Chicken Lasagna Roll-Ups by Jen (Re-run)

Prep Time:10 min

Total Time:40 min
Makes: 6-9 servings (I make this recipe 1 1/2 times for our freezer meal group to feed 6 adults)

6 lasagna noodles, uncooked
1 pkg. (6 oz.) Italian Style Chicken Breast Strips or (12oz.) Canned Chicken
1 cup Ricotta Cheese
1/4 cup Grated Parmesan Cheese
1 egg, lightly beaten
1/2 tsp. Italian seasoning
1 t. minced garlic (optional)
2 cups spaghetti sauce
1 cup Shredded Mozzarella Cheese

Preheat oven to 375°F. Cook noodles as directed on package. Rinse with cold water; drain well
Mix chicken, ricotta cheese, Parmesan cheese, egg and seasoning; spread 1/3 cup of the chicken mixture onto each noodle. Roll up tightly; place, seam sides down, in 9-inch square baking dish. Pour spaghetti sauce over roll-ups; sprinkle with mozzarella cheese.

Bake 30 minutes or until heated through.

Note: If freezing place roll-ups in a 9x13 aluminum pan.

Serving Day:
Thaw, Bake uncovered 30 minutes or until heated through.

Friday, August 17, 2012

Cheeseburger and Fries Casserole by Beth

Adapted from Katie Pokopac's recipe

1 1/2 lb. ground beef
1 can cream of mushroom soup
garlic salt and pepper, to taste
6-8 slices American cheese
26 oz.
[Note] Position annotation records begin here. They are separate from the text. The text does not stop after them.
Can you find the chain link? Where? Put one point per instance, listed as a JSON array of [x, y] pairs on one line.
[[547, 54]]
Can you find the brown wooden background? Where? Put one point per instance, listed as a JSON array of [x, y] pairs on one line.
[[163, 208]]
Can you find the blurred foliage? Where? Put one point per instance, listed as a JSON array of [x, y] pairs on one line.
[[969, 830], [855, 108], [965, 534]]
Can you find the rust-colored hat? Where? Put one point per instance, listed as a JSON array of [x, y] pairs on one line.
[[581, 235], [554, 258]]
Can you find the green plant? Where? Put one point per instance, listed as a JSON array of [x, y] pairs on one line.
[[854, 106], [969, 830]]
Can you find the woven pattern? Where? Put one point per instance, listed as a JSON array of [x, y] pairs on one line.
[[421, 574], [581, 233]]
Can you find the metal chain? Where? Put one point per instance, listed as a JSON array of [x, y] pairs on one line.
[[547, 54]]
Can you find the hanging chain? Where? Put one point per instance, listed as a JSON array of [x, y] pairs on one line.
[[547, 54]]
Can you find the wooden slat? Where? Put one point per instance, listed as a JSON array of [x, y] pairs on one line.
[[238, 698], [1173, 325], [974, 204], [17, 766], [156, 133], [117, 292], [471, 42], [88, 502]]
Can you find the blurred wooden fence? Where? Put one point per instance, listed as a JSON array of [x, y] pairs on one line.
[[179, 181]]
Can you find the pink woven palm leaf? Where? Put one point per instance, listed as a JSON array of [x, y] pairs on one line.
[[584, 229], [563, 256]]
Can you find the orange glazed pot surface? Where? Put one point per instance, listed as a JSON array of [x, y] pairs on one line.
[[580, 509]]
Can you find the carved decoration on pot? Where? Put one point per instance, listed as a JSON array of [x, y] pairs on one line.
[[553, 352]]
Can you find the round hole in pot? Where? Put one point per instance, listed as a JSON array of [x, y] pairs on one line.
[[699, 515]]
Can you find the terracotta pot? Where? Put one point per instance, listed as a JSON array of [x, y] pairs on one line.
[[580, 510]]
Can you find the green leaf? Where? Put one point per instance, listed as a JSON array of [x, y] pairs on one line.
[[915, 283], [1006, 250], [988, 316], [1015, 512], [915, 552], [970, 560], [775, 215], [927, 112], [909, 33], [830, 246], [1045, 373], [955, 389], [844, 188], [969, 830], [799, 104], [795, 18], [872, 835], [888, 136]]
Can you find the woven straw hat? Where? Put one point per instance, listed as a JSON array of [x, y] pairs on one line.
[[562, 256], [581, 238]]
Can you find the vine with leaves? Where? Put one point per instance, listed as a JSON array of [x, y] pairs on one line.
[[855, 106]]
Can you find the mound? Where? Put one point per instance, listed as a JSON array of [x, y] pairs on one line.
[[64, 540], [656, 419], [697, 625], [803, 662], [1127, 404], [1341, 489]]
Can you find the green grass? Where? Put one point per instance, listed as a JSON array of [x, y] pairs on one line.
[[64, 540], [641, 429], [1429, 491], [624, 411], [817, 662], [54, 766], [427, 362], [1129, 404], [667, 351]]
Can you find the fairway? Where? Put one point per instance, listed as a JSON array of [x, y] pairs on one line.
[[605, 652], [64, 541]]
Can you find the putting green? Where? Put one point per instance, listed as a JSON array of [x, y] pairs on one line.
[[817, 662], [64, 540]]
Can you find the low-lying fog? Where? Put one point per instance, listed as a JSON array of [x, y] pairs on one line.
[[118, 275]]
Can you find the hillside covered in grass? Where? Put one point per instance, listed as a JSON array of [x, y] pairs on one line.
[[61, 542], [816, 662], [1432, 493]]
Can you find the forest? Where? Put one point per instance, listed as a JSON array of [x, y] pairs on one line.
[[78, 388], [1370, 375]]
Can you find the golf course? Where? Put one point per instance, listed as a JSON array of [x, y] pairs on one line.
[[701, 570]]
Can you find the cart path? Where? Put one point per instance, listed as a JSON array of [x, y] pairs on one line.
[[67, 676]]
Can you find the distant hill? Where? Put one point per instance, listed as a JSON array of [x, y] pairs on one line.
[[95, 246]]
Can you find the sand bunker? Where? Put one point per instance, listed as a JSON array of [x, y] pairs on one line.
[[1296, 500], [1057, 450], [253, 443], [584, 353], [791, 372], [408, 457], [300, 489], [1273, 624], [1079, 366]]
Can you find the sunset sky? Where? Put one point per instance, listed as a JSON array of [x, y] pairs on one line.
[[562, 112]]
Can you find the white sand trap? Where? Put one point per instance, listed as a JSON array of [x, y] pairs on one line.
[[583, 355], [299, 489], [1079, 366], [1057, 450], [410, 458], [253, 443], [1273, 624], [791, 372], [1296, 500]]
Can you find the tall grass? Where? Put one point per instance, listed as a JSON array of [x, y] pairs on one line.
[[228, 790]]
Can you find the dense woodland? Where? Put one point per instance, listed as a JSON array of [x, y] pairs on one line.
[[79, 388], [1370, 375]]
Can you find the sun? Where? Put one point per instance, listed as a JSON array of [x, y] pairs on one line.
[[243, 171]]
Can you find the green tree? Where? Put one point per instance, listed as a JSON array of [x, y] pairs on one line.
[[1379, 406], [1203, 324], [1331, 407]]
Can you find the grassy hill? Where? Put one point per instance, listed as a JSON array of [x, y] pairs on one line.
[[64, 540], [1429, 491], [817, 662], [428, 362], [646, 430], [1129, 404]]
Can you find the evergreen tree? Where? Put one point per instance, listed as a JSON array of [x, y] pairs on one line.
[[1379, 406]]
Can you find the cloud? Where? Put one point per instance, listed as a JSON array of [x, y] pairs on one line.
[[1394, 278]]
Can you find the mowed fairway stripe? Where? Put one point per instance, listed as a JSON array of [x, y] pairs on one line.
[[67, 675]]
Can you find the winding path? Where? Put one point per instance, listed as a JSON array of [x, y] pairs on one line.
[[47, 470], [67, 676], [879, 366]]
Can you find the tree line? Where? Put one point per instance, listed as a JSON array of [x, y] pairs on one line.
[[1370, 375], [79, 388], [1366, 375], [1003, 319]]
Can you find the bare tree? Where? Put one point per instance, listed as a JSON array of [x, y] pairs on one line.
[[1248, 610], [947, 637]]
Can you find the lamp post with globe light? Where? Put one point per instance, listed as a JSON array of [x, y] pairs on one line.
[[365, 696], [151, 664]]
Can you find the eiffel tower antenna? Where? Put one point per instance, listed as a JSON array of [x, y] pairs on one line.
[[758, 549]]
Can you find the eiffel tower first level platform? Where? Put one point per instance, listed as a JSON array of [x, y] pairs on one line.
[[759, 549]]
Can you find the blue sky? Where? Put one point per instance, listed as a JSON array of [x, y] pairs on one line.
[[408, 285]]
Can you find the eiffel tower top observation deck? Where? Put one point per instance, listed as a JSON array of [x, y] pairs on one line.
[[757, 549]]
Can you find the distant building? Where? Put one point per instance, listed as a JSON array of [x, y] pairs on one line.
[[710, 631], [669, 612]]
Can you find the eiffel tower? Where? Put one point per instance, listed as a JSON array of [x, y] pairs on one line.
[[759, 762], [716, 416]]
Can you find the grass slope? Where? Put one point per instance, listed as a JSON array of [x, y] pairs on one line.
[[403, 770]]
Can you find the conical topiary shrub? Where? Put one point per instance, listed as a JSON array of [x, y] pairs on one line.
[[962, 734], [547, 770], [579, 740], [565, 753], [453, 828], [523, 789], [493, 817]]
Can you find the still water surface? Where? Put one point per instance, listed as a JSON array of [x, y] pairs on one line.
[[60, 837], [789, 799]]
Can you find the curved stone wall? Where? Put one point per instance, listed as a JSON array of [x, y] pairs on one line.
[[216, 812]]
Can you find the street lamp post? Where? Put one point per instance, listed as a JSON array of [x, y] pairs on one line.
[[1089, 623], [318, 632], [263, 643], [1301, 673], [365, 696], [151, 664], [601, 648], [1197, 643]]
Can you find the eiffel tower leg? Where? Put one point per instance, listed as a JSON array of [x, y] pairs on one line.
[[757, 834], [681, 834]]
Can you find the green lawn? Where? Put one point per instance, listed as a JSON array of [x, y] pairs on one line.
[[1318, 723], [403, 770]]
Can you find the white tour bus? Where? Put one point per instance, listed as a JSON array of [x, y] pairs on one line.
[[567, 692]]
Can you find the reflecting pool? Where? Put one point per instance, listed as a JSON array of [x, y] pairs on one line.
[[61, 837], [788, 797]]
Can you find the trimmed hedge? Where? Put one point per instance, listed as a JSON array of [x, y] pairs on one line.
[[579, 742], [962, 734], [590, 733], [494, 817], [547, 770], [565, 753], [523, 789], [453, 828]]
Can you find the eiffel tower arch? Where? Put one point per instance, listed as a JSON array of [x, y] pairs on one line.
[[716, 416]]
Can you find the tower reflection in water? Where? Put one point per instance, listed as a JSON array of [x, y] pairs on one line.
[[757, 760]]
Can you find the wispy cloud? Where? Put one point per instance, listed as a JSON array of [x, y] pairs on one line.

OreIda frozen fries (I used Seasoned Crinkles)

Brown meat in skillet and drain.  Mix soup and seasonigs with meat.  Transfer to greased 9 x 13 baking dish.  Layer cheese on top of meat mixture, breaking cheese to cover entirely, if needed.  Layer frozen fries on top of cheese.  Cover and freeze.

Day of Serving:
Completely thaw casserole.  Bake at 350 for 30 min.  Then, increase heat to 400 and continue to bake until fries are crispy and meat mixture is bubbly (15-20 min).  Serve with ketchup and mustard, if desired.

Thursday, August 16, 2012

Potato and Ham Casserole by Jackie

2 Tbsps olive oil
2 Tbsps butter
1/2 c. diced onion
1 can cream of mushroom soup
1 can cream of celery soup
1/2 c. milk
2 c. diced ham
1/2 tsp salt
1/2 tsp pepper
1 bag (32oz.) frozen Southern Style Hash Brown diced potatoes (I have also made this casserole out of cut up leftover baked potatoes.)

In a large saucepan heat oil and butter over medium heat; add onion and cook until translucent.  Add soup, milk, ham, salt and pepper and stir well; remove from heat.  Cover bottom of a 9″ x 13″ aluminum foil baking dish with frozen potatoes and pour sauce evenly over the top.  Cover with Press and Seal wrap and then cover with a layer of aluminum foil.  Label and freeze.
Serving Day:
Thaw completely.  Remove all wrap.  Bake uncovered at 350 degrees for 40 minutes.